Removing Outliers. Understanding How and What behind the Magic.

So First Off, What is an Outlier?

An outlier is any piece of data that is at abnormal distance from other points in the dataset. To us humans looking at few values at guessing outliers is easy.

Take a look at this, Can you guess which are outliers?

[25, 26, 38, 34, 3, 33, 23, 85, 70, 28, 27]

Well my friend, here, 3, 70, 85 are outliers.

But consider this, as a Data Scientist, we might have to analyze hundreds of columns containing thousands or even millions of values. And you will immediately come to the conclusion that this method of guessing is just not feasible.

A box plot like this one might come handy, but not sufficient.

A Box plot for a quick overview of outliers in a Column names Pregnancies against Outcome Labels.

Here come Statistics to the Rescue

There are two methods which I am going to discuss:

One using Interquartile Ranges.
Second using Standard deviation. More on that later.

1. Removing Outliers using Interquartile Range or IQR

So, before we understand this method of removing outliers, my friend we first need to understand Percentiles.

What is Percentiles?

A percentile indicates the value below which a given percentage of observations in a group of observations fall.

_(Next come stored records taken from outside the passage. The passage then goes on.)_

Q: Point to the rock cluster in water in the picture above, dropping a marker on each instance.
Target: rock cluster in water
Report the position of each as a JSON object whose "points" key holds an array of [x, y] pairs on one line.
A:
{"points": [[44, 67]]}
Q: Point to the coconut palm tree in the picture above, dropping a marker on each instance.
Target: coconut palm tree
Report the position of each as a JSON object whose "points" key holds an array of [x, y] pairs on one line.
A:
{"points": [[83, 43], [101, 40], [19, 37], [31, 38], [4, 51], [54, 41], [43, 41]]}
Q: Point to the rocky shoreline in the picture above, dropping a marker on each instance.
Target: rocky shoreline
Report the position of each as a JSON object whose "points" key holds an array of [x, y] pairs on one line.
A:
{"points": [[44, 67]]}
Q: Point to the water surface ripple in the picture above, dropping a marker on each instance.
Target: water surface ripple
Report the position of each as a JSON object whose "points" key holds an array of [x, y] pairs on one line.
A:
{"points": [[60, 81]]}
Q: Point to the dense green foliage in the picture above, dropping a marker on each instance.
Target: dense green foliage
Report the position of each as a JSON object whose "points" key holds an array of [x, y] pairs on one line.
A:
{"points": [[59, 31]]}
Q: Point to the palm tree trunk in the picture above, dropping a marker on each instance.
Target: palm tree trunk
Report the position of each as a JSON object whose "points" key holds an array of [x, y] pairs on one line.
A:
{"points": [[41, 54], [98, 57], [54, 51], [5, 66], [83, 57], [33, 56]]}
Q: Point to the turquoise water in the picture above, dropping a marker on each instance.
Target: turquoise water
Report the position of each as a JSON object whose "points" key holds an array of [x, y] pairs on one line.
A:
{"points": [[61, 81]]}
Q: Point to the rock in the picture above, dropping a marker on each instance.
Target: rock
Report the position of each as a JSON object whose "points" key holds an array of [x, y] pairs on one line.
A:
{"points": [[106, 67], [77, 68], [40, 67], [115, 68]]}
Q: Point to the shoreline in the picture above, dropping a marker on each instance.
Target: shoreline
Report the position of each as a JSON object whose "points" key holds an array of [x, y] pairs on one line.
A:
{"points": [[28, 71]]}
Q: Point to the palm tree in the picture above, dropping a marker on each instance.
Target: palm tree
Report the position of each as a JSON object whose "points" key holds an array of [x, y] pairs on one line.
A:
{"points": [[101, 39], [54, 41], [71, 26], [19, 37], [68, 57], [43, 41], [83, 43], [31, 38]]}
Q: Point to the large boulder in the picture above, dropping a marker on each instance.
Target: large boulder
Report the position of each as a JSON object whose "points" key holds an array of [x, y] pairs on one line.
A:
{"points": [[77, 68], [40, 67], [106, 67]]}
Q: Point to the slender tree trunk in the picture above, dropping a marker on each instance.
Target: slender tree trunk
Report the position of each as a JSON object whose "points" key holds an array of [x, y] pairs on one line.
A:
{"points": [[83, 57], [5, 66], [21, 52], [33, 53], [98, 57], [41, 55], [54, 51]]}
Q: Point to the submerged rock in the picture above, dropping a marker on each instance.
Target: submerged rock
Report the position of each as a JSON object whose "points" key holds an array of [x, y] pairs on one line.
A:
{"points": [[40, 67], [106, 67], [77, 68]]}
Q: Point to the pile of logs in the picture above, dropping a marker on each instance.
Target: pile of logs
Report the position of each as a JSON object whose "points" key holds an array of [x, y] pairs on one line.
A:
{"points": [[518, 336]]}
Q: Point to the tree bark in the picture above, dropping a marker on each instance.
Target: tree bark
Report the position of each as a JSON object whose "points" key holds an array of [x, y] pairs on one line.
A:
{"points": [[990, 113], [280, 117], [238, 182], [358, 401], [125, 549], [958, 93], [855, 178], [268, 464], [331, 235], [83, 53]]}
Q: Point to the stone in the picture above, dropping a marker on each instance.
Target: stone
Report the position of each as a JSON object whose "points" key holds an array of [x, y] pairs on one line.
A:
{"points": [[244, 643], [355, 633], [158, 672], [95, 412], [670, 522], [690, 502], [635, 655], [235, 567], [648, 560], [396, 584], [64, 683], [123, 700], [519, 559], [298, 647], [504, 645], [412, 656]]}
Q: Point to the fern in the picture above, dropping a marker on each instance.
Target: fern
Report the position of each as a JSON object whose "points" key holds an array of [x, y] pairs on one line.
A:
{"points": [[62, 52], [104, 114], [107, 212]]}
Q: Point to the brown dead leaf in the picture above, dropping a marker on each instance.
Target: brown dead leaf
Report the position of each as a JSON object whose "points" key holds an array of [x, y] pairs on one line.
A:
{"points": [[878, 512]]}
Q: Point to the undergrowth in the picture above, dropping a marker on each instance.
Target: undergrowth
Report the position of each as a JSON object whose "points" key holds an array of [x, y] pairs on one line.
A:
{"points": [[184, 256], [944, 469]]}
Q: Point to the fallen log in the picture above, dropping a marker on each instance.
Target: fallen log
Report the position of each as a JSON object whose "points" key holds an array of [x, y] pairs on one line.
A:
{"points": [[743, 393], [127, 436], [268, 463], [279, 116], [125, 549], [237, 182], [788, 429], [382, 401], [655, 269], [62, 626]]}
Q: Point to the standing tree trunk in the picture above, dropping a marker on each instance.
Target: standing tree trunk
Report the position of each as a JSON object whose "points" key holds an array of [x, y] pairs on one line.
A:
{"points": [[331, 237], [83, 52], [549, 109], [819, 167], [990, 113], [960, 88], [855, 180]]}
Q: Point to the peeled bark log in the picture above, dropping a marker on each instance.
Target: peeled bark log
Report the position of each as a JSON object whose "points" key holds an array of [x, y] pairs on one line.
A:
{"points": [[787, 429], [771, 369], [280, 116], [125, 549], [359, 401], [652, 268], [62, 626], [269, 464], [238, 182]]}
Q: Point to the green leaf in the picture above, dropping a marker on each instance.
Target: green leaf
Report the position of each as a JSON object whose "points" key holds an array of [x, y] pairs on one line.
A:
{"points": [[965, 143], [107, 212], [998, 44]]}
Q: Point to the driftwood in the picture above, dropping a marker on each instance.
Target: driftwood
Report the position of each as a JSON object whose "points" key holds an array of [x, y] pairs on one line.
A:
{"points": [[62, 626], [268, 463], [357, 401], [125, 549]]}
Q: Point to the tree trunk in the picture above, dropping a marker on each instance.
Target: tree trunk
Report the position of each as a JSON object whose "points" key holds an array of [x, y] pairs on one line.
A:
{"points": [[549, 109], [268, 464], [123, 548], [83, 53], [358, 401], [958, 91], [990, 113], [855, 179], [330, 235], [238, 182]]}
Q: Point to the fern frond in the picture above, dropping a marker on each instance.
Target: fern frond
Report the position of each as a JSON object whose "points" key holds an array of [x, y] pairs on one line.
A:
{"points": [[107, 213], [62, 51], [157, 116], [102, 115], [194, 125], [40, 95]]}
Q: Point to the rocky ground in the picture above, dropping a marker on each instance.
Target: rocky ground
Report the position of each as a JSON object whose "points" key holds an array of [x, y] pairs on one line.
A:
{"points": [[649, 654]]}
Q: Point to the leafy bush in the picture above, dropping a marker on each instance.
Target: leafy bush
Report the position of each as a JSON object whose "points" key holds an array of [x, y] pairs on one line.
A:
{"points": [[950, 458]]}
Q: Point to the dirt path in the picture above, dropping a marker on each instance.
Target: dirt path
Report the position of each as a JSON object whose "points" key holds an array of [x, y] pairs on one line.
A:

Think of sorting data set containing 100 values and dividing it in 100 equal parts, now the value at any place, say at 10th is our 10th percentile, i.e. value at index 10 indicates below which 10% of values fall.

And you might have seen these values already. Where? In a DataFrame’s describe method.

Once you have understood percentiles, it’s easy-peasy to understand IQR and determine the thresholds. How? Let’s first go over IQR first.

What is Interquartile ranges or IQR?

The IQR describes the middle 50% of values when ordered from lowest to highest.

The IQR is then the difference between Third quartile and First quartile.

\[\text{IQR} = Q_3 - Q_1\]

Or in other words the bulk of values. To determine IQR we need to get Third quartile and first quartile.

Now, What is Quartiles?

Likewise percentile, a quartile instead cuts the data in 4 equal parts. Hence, 25th percentile is our first quartile, 50th percentile is second quartile, 75th percentile is our third quartile.

Good thing is, to calculate quartiles is not that difficult.

def determine_outlier_thresholds_iqr(dataframe, col_name, th1=0.25, th3=0.75):
    quartile1 = dataframe[col_name].quantile(th1)
    quartile3 = dataframe[col_name].quantile(th3)
    iqr = quartile3 - quartile1
    upper_limit = quartile3 + 1.5 * iqr
    lower_limit = quartile1 - 1.5 * iqr
    return lower_limit, upper_limit

Here, I have calculated the the lower limit and upper limit to calculate the thresholds. Often you will see the th1 and the th3 being replaced with 0.05 and 0.95 to trim down the amount of data that is seen as outliers.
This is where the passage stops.